The parasites that waxed fat on his bounty and business are numerous. At least a score of Wall Street brokers were raised from penury to wealth by the commissions which they made out of him. Many of them are to-day living in luxury who started with a desk and a few plain office chairs to do business for the California millionaire, and now he is comparatively poor, and thrown on the slender resources of his wife.
Keene arose from nil to be worth thirteen millions. He is now back where he started.
A full and correct history of Keene’s beneficences would fill this volume, and however much I admire him, I cannot afford to give him so much space.
I shall relate one remarkable instance of his unbounded generosity, however, as the object has been so universally known, and was himself such a popular society man.
Long prior to Mr. Keene’s advent in Wall Street, Sam Ward had been a conspicuous figure in Washington and Wall Street, and had acquired a society reputation in Europe.
This gentleman was originally forced into prominence by his marriage with Miss Astor.
Mr. Ward had changed from one thing to another until finally he took up his abode in Washington, and became a lobbyist.
When Mr. Keene came to New York with his four millions of dollars, which he had made when the majority of New York investors had been on the losing side, dropping their money almost as fast as water runs down hill, through the unprecedented shrinkage in values, there was a wide field for profitable investment.
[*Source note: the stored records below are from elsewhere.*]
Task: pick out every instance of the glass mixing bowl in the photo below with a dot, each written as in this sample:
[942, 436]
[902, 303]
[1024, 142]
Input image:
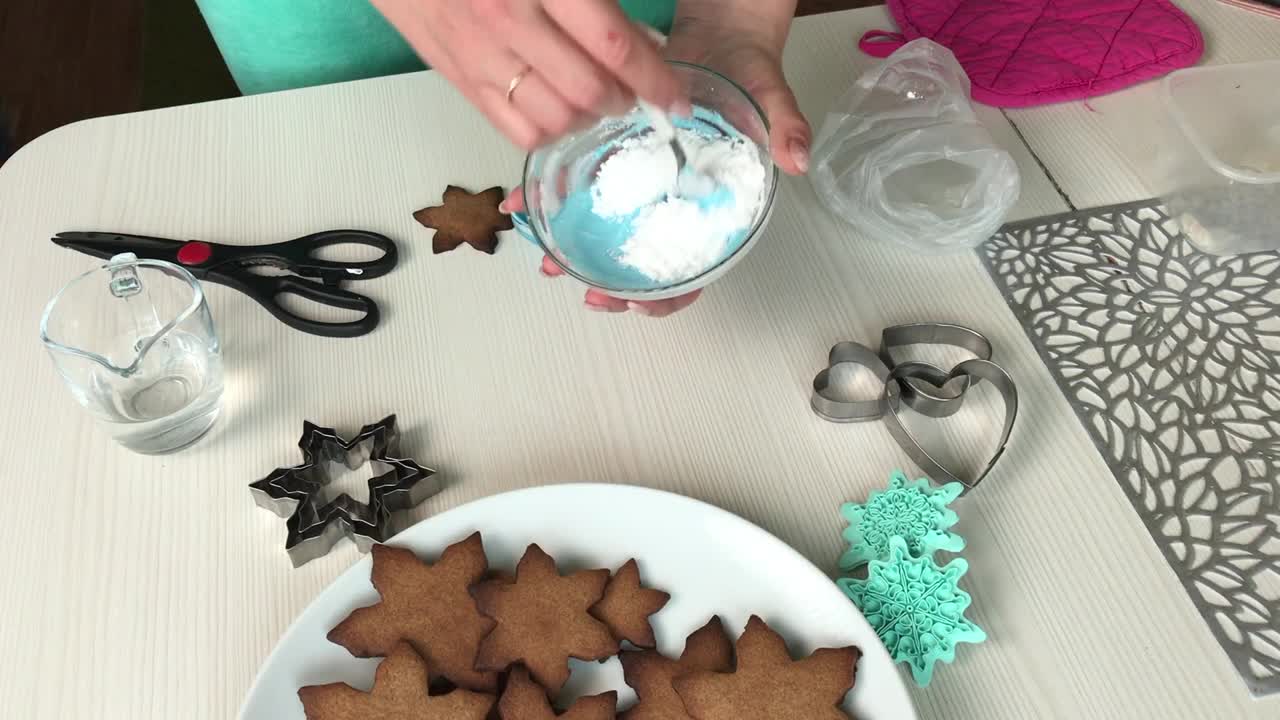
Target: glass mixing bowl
[554, 173]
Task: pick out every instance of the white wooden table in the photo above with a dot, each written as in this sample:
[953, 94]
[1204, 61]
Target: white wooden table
[152, 587]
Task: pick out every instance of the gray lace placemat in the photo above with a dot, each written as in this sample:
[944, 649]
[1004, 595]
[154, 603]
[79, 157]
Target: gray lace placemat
[1171, 360]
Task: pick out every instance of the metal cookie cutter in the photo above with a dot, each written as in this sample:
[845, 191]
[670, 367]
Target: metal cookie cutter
[931, 399]
[297, 492]
[845, 410]
[974, 369]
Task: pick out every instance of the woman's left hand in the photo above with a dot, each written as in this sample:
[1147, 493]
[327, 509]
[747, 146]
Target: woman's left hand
[744, 41]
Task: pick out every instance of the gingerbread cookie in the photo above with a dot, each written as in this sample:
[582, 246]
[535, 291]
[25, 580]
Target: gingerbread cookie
[466, 217]
[543, 620]
[526, 700]
[649, 673]
[400, 693]
[429, 606]
[767, 684]
[627, 605]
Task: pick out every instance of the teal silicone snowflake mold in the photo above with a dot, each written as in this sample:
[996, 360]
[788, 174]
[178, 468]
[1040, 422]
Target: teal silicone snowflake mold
[912, 510]
[915, 607]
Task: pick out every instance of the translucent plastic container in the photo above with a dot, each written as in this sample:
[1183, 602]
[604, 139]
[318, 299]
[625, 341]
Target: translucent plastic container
[1223, 156]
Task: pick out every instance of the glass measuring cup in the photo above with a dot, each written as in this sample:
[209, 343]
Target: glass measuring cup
[135, 342]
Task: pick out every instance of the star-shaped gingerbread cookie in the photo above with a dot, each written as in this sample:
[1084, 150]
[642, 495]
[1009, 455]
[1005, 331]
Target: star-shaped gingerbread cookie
[400, 693]
[767, 684]
[543, 620]
[430, 607]
[650, 674]
[627, 605]
[526, 700]
[466, 217]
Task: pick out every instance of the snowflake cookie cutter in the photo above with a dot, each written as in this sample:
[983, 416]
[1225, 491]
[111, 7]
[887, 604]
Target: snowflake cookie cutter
[297, 492]
[912, 510]
[915, 607]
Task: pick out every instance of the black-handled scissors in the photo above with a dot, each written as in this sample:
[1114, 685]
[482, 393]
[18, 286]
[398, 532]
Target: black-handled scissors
[231, 265]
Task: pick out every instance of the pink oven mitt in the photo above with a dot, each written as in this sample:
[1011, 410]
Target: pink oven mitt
[1022, 53]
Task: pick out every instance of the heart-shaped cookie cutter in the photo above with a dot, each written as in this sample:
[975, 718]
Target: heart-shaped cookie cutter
[976, 369]
[927, 399]
[901, 379]
[848, 410]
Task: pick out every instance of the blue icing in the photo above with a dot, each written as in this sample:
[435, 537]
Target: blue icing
[592, 242]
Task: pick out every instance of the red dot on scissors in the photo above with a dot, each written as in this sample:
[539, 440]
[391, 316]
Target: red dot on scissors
[195, 253]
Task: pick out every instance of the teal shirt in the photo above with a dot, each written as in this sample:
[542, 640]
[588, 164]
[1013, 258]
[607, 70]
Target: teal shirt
[280, 44]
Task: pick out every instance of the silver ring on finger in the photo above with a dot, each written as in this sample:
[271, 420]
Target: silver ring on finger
[515, 82]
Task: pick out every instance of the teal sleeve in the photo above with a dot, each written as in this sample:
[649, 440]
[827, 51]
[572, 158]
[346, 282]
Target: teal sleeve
[282, 44]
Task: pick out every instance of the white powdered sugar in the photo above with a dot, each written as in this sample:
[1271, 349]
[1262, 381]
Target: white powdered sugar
[681, 227]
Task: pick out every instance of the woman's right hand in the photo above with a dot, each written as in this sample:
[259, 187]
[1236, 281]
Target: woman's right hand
[576, 60]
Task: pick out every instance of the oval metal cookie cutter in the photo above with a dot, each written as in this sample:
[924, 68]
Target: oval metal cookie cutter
[919, 395]
[976, 369]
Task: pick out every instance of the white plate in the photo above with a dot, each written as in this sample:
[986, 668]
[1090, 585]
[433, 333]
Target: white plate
[713, 563]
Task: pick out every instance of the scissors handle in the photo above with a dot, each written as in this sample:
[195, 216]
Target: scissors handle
[266, 291]
[300, 255]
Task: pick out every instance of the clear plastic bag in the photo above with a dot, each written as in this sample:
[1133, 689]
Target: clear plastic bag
[903, 156]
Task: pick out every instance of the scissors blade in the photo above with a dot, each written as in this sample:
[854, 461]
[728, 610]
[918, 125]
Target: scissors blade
[109, 245]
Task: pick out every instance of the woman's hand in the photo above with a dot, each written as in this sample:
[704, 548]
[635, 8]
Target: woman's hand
[566, 62]
[743, 40]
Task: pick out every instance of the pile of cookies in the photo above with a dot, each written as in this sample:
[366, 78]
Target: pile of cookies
[461, 642]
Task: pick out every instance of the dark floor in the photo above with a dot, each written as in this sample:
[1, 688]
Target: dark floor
[64, 60]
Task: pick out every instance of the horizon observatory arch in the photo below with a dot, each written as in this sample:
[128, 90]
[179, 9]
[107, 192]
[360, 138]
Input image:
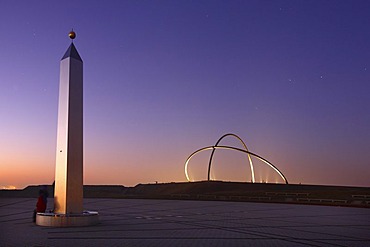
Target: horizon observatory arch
[245, 150]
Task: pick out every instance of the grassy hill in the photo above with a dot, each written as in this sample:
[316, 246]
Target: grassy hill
[227, 191]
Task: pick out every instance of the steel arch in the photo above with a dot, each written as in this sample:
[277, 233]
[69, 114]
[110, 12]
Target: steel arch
[236, 149]
[214, 149]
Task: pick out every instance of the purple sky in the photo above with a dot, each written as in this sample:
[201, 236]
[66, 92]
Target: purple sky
[165, 78]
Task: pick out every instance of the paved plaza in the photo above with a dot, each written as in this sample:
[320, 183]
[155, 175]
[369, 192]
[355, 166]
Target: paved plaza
[134, 222]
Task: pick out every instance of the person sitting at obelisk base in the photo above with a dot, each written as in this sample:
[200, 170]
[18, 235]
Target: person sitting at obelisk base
[41, 203]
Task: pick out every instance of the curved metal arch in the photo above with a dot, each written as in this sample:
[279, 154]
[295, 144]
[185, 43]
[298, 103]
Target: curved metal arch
[236, 149]
[213, 151]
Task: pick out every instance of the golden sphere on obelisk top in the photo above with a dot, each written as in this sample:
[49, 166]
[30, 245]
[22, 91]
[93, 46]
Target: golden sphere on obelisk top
[72, 34]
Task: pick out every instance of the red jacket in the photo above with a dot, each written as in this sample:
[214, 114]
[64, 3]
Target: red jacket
[41, 205]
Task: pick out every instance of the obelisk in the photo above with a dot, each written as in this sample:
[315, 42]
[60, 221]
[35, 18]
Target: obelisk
[68, 193]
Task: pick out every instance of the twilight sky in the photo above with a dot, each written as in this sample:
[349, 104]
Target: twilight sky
[165, 78]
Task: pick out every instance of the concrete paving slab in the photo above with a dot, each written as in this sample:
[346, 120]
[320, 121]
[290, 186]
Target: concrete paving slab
[133, 222]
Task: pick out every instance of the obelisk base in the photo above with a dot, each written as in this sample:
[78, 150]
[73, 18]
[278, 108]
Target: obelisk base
[87, 218]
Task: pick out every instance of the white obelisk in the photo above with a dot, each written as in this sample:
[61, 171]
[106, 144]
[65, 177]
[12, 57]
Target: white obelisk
[68, 193]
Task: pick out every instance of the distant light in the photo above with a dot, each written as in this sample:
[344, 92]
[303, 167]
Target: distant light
[9, 187]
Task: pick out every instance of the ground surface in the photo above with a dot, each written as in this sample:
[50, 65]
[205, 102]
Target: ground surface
[134, 222]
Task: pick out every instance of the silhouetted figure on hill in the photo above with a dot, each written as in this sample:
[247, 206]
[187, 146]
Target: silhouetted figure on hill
[41, 202]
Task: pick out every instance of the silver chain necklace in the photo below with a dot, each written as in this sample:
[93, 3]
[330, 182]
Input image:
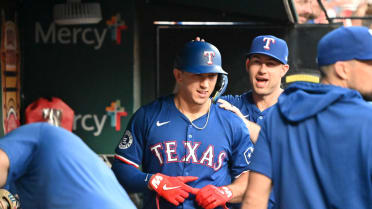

This shrinkage had been going on from the panic of 1873, step by step downward until 1878, when society had reached a stratum by dint of levelling down that placed almost everybody upon an equality. Property, in many instances, became a serious encumbrance instead of a benefit, and many were glad to be rid of the responsibility of their holdings for what was sufficient to settle the mortgage. Everybody felt poor, and was really so, with a few fortunate exceptions.
Mr. Keene arrived here at the most fortunate moment for investment. Everything was down to bed-rock prices. He, therefore, became an object of actual curiosity, and was as much of a lion in our midst as he had been in San Francisco.
He was not only the favorite of fortune, but a favorite of society, which generally go together with curious inconsistency in our social democracy.